Why is it that moms spoil their sons more than their daughters. I say this because my mom spoils my brothers to death. She has done so much for them. Her daughters didn't get, and don't get, all of the attention and things they get. Whatever they want and even what they don't want they get. And it isn't only my mom, from watching my friends moms and other peoples mom I notice that they spoil the boys. They are constantly saying, "My poor son, my poor little baby. Let me help you. What do you need? Let me get it for you." What is up with that. Hello your daughter needs more help.
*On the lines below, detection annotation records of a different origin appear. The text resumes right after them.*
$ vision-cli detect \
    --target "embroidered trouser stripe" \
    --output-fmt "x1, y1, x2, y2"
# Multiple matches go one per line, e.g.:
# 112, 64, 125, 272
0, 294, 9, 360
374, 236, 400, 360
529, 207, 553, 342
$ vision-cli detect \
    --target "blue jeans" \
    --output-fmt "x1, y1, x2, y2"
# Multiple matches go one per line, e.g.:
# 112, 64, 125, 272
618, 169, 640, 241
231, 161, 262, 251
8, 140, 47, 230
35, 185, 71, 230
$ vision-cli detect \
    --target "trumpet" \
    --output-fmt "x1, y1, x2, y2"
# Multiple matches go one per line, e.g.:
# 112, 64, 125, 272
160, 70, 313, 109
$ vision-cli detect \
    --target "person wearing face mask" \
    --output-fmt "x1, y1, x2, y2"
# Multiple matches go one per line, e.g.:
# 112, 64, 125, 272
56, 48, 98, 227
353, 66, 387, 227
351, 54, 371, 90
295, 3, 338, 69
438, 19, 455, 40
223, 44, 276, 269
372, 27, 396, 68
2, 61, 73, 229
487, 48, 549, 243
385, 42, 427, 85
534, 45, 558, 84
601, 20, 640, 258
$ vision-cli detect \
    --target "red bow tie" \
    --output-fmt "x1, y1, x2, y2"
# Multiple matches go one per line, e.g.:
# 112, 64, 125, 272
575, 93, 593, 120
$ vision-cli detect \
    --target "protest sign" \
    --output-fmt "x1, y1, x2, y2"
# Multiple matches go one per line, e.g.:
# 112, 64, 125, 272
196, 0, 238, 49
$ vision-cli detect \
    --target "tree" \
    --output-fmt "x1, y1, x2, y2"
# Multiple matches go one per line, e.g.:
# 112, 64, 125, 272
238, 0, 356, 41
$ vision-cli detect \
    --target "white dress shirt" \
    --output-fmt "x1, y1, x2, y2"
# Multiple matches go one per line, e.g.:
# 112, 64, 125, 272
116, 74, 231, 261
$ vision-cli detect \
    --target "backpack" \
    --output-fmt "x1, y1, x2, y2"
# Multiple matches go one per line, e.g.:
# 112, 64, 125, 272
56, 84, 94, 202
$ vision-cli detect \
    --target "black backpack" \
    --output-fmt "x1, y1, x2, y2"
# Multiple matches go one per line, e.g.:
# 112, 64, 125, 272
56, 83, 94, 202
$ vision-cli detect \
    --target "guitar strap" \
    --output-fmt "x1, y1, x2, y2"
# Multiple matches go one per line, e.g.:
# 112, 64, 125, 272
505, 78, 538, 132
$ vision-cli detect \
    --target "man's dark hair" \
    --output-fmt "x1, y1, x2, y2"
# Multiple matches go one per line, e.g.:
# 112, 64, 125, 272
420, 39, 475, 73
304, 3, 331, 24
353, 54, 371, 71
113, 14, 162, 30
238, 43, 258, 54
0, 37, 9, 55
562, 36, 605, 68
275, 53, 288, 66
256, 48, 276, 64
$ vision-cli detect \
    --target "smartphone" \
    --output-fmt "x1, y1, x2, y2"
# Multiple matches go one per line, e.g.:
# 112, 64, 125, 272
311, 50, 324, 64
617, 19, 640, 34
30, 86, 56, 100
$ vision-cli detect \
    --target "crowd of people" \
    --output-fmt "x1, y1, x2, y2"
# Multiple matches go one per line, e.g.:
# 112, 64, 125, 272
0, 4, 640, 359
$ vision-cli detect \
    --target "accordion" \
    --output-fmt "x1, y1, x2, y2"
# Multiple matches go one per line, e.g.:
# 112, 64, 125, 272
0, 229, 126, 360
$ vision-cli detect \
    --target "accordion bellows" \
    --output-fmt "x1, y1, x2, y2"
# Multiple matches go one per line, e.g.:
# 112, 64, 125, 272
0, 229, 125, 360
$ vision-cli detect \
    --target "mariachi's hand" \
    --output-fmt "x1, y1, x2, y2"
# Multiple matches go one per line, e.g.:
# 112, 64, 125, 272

Isn't a guy suppose to be a man and be able to take care of himself. Doesn't society paint the man as the strong one and provider. Even in this day in age they still make more money than women. For what? What do they do that is so special? I just don't see it.

It is acceptable for them to get stressed and get upset when they are stressed and things don't go their way. Yet when women do this then it is a sign of weakness and they are exagerating. They can't handle things because they get upset. But from what I have experienced they can handle more than any man.

A man has the right to runaway from his children and go with his buddies when they are annoying or bothering him but a woman has to deal with the children. If he is stressed it's ok for him to go out but what does a women get to do?

I have seen my mom and sisters deal with their kids even when they are an emotional wreck. They don't show their sadness and worries, they try to find a solution to the problem. If they need money then they are willing to get another job. They will do whatever it takes to provide for their children. They have to worry about working, getting home and cook, clean and take care of the house. While the man gets to get home and watch TV and sit around because he is tired from work and needs to relax. The women is always on the move while the man gets to rest.

I see my mom working and coming home to cook for my brothers. She babies them. Now that they are going to school she is worried about them and helping them out with their school supplies. Anything that they need they get. But it isn't and wasn't the same with her daughters. We had to take care of ourselves. I had to buy my own things for school and take care of everything that dealt with school. I was left on my own because she moved to Idaho. The only people I had were my sisters but they had their families to take care of and couldn't help me because they hadn't gone to college. I missed my home and family when I left to school but I had to suck it up and get accustomed to it and deal with it. My mom is worried about my brothers being alone in school. What about me? I needed someone but didn't have anyone.

My brothers are so lucky to have me and my sister help them out. They also have my mom buy what they need for them. They are men, aren't they suppose to be able to take care of themselves. They are men so they should start acting like it.

Even though I am complaining about this I wouldn't want my brothers to go through what I did. I am also glad they have someone to help them out because it sure wasn't easy for me.

So this brings me to my other point. Are women to blame for how men act. We allow them to whine and complain and just sit there and do nothing while we try to fix everything for them. Do we make it acceptable for them to break down while we are not allowed to? I wonder? It isn't an excuse for their behavior but it could be a reason.

Need Sleep

I have had the weirdest sleeping patterns. I have been going to sleep late and waking up early. I am very sleepy all day and you can tell because I have bags under my eyes. See I usually go to sleep early, around 10 or 11, during the week because I have to always be on alert with my students. Lately, I have been going to sleep around 1 or 2 in the morning. Then I need to be up by 6 in order to be at school by 7:30.

Before when I wouldn't get enough sleep I would take a nap after work and catch up a bit but I haven't been doing that lately. I have been on the go all the time. If it isn't because I'm doing something for school, then I am helping my brothers or my nieces. I am so tired and just want to go to sleep but I can't. I feel my tiredeness but I do not sleep.

Then when I finally go to sleep it isn't a sound sleep. I am always thinking of something and end up waking up. On Tuesday I went to sleep around 1 and ended up waking up again around 4:30 and couldn't go back to sleep. My brain is always on the move. I don't know why.

I figure I must be stressed but I have been stressed before and I have not been affected like I am now. As a result, I assume it must be something else. I don't know what it could be but I wish I did. All I want to do is sleep and rest. Not sleep and think. Maybe I should start taking some drugs to help me sleep. Well if things don't change soon I think I just might need to. I will wait it out because I also think that it might be because the new school year has started and my body is still accustomed to the summer hours. I just don't know. Though I have heard that it takes 13 days for your body to get accustomed to something new. It has been over 13 days since the new school year started.

I know my sleeping hours might not be bad for some people but it is unusual for me. We'll see how things go.